Le fonctionnement même des images dialectiques, qui reposent sur la distance du spectateur avec la scène représentée, contrarie le plaisir né de la réalisation immédiate de la représentation. Ainsi, le deuxième acte participe-t-il de la même versatilité de la scène de boulevard, mais cette fois au profit d’une critique sociale. Le détective Létoile reçoit une Dame dans son bureau. Elle vient commissionner une enquête sur son mari pour obtenir la preuve de son infidélité et ainsi le divorce. Il s’agit moins ici d’une vengeance de la femme outragée que d’un sacrifice pour assurer le bonheur de son mari. « Il faut que je me sépare de mon mari. Je lui ferai don de son indépendance », déclare-t-elle, un « mouchoir à la main », comme l’indique la didascalie de jeu pour accentuer le pathos de la scène sacrificielle (Breton et Soupault, 1988 : 121). La déclaration de la femme apparaît, dans un premier temps, régressive du point de vue social, puisqu’elle montre une femme renoncer à sa position sociale pour une rivale que son mari aime alors qu’« [i] l ne le sait pas encore lui-même » (idem). À travers ces arguments illogiques, quelque chose qui évoque « l’ironisme d’affirmation » (Duchamp, 1994 : 46) de Marcel Duchamp transparaît : la raison pour laquelle la femme quitte son mari est qu’il est « loyalement » (Breton et Soupault, 1988 : 121) amoureux d’une autre.

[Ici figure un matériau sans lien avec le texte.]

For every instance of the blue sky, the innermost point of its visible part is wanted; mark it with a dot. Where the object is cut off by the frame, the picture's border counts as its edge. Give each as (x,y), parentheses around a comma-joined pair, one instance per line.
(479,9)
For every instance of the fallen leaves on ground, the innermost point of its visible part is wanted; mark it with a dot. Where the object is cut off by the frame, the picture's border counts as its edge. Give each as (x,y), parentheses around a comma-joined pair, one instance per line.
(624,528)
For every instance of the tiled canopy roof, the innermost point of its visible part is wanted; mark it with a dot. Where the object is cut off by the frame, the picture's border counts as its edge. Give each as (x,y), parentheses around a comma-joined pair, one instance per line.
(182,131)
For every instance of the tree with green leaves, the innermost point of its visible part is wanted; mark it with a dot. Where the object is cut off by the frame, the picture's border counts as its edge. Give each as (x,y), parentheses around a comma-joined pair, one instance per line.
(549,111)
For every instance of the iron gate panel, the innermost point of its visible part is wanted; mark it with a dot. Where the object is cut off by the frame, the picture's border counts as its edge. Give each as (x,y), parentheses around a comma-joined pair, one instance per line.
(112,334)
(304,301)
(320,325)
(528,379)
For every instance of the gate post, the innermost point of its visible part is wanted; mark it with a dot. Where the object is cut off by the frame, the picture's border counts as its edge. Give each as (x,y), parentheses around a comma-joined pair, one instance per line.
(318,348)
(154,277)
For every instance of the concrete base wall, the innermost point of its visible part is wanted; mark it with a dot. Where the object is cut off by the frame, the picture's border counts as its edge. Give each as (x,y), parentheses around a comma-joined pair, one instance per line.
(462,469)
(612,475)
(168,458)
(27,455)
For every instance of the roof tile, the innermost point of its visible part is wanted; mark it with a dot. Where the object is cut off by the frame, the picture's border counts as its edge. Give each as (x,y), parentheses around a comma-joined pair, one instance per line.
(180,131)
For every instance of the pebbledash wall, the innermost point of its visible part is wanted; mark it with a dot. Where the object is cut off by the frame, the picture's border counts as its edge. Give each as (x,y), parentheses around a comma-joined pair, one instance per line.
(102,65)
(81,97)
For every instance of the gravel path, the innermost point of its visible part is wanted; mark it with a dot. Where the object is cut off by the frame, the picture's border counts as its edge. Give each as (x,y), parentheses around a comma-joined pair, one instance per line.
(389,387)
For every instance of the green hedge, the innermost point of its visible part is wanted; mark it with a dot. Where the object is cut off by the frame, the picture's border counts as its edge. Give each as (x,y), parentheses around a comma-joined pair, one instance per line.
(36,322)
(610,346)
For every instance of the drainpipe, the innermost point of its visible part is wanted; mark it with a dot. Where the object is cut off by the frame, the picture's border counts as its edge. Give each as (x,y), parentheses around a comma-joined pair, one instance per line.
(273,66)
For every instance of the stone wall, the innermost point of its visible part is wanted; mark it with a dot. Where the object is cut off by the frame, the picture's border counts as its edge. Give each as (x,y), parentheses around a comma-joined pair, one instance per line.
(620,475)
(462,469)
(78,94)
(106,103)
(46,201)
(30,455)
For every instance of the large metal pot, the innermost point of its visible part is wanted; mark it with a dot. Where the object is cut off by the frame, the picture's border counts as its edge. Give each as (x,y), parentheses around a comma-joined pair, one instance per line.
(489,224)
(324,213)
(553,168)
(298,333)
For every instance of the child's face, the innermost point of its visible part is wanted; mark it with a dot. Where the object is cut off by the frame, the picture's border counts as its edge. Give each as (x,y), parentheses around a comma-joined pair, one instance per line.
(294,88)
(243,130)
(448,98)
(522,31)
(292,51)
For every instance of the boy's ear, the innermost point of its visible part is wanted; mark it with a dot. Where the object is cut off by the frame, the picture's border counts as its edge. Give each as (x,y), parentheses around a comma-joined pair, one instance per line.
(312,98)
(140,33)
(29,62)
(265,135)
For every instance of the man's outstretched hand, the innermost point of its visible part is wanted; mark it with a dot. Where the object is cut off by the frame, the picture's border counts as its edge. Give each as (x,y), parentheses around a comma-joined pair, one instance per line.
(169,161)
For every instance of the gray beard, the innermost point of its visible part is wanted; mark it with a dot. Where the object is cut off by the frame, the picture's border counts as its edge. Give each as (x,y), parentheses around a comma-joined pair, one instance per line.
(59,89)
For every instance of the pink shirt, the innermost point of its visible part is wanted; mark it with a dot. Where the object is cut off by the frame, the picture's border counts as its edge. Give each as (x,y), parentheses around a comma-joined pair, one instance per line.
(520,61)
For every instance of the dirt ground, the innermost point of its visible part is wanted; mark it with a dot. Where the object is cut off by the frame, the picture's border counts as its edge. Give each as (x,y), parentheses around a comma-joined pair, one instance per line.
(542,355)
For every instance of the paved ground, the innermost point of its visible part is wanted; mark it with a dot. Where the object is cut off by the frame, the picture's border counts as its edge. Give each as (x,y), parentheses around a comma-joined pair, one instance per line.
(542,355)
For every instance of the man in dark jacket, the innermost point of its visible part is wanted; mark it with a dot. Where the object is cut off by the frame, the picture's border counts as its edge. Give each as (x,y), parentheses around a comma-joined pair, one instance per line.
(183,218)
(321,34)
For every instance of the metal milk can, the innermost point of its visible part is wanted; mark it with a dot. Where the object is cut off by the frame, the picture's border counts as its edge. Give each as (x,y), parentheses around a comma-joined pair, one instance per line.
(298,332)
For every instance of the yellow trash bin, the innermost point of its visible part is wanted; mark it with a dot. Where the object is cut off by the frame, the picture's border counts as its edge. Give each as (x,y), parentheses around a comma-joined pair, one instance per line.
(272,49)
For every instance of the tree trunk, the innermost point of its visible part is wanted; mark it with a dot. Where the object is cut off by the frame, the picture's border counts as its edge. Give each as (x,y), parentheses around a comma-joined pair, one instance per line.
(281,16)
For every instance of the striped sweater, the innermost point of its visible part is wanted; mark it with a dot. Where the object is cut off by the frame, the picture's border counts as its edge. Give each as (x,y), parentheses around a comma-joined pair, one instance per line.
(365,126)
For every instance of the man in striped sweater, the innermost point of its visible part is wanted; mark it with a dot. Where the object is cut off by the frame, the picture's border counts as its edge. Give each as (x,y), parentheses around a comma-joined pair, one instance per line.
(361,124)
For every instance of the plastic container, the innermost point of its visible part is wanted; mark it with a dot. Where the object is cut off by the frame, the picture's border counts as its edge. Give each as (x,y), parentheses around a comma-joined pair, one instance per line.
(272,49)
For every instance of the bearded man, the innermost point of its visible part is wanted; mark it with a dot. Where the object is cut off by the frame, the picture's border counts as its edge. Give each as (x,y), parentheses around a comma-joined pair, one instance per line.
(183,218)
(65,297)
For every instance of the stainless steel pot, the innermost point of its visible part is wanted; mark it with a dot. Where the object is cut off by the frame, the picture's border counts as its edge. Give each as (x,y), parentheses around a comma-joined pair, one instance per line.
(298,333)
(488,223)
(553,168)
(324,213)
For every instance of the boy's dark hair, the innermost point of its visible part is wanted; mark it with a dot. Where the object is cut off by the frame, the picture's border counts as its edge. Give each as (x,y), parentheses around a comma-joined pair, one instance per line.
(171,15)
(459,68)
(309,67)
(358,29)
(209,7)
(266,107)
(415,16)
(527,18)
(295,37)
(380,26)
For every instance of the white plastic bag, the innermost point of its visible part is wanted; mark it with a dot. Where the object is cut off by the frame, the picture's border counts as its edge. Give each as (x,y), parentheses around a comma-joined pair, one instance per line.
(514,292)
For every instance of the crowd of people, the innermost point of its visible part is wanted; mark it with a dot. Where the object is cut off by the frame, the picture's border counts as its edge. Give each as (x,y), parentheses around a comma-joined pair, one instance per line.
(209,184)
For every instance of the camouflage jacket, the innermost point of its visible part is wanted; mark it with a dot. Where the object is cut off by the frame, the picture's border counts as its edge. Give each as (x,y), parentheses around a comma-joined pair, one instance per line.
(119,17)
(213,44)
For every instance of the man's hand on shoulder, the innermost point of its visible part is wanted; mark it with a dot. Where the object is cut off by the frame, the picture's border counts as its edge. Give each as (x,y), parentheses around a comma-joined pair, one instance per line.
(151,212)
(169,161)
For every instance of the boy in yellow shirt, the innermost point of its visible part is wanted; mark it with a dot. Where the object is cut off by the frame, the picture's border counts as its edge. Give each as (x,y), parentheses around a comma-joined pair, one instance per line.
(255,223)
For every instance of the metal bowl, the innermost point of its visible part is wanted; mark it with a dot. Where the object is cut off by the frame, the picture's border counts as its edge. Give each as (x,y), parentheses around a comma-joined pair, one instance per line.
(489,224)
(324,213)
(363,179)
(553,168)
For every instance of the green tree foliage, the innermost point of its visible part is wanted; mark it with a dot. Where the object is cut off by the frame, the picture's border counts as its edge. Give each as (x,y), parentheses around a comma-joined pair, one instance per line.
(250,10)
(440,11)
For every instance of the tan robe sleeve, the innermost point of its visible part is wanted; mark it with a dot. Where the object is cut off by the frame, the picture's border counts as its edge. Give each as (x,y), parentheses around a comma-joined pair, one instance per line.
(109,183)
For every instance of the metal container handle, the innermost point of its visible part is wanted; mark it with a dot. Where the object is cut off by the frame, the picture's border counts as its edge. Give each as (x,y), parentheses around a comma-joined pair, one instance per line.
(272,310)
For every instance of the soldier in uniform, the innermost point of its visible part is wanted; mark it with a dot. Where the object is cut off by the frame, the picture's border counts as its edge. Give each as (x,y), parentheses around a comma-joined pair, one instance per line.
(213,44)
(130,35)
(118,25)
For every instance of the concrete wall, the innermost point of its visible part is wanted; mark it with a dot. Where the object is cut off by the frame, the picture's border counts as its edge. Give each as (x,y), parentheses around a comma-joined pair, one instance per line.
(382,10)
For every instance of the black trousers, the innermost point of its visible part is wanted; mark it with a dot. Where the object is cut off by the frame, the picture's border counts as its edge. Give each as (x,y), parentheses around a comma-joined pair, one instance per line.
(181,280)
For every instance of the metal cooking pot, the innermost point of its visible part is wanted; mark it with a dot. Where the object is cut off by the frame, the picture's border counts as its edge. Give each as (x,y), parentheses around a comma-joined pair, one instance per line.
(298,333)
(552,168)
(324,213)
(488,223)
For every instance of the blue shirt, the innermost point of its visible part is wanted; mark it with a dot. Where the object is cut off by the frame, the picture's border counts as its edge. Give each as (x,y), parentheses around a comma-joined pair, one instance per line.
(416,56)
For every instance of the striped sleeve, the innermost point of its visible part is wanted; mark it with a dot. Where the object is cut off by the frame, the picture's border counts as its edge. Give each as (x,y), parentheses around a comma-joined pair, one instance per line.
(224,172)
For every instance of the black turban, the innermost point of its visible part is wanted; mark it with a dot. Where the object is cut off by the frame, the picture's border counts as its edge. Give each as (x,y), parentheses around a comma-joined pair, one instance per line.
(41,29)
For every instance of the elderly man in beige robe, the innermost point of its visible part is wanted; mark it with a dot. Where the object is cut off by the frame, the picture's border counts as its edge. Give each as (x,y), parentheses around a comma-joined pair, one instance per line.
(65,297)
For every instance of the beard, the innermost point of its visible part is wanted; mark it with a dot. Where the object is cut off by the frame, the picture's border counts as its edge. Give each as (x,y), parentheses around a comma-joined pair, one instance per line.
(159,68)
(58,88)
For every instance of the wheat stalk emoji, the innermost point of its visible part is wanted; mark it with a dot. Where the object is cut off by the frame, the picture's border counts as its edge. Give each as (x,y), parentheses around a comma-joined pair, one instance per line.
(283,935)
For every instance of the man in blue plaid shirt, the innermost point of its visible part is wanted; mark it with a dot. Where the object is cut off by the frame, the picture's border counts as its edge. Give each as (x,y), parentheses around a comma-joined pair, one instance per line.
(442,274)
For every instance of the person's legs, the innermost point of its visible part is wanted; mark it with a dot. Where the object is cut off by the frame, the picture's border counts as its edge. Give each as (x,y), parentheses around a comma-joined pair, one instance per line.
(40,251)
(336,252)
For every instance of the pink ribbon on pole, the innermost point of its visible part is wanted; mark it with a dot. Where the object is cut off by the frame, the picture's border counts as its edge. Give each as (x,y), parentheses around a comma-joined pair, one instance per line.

C’est à partir de cette application ironique de la logique que le cadre social bourgeois du théâtre de boulevard est sapé dans la scène. D’abord récalcitrant à accepter le travail qu’on lui propose, Létoile finit par céder, mais pour des raisons diamétralement opposées à celles invoquées par la femme. Selon lui, le divorce apportera au mari malheur et regrets : « Tout ce qui est aujourd’hui le pli d’un rideau, la lumière dans ce même coin, est donc définitivement mort pour lui. Il ne lui reste plus qu’un souvenir qui le poursuivra comme une chauve-souris… », conclut-il finalement (ibid. : 122). Palinodie ironique de Létoile, puisqu’immédiatement après, la Dame regrette son geste, ce qui donne une nouvelle scène à placer sous le signe du « culte du mal » :

La Dame, qui donne des signes d’inquiétude depuis un moment. – Écoutez, monsieur, je vais réfléchir, je vais voir.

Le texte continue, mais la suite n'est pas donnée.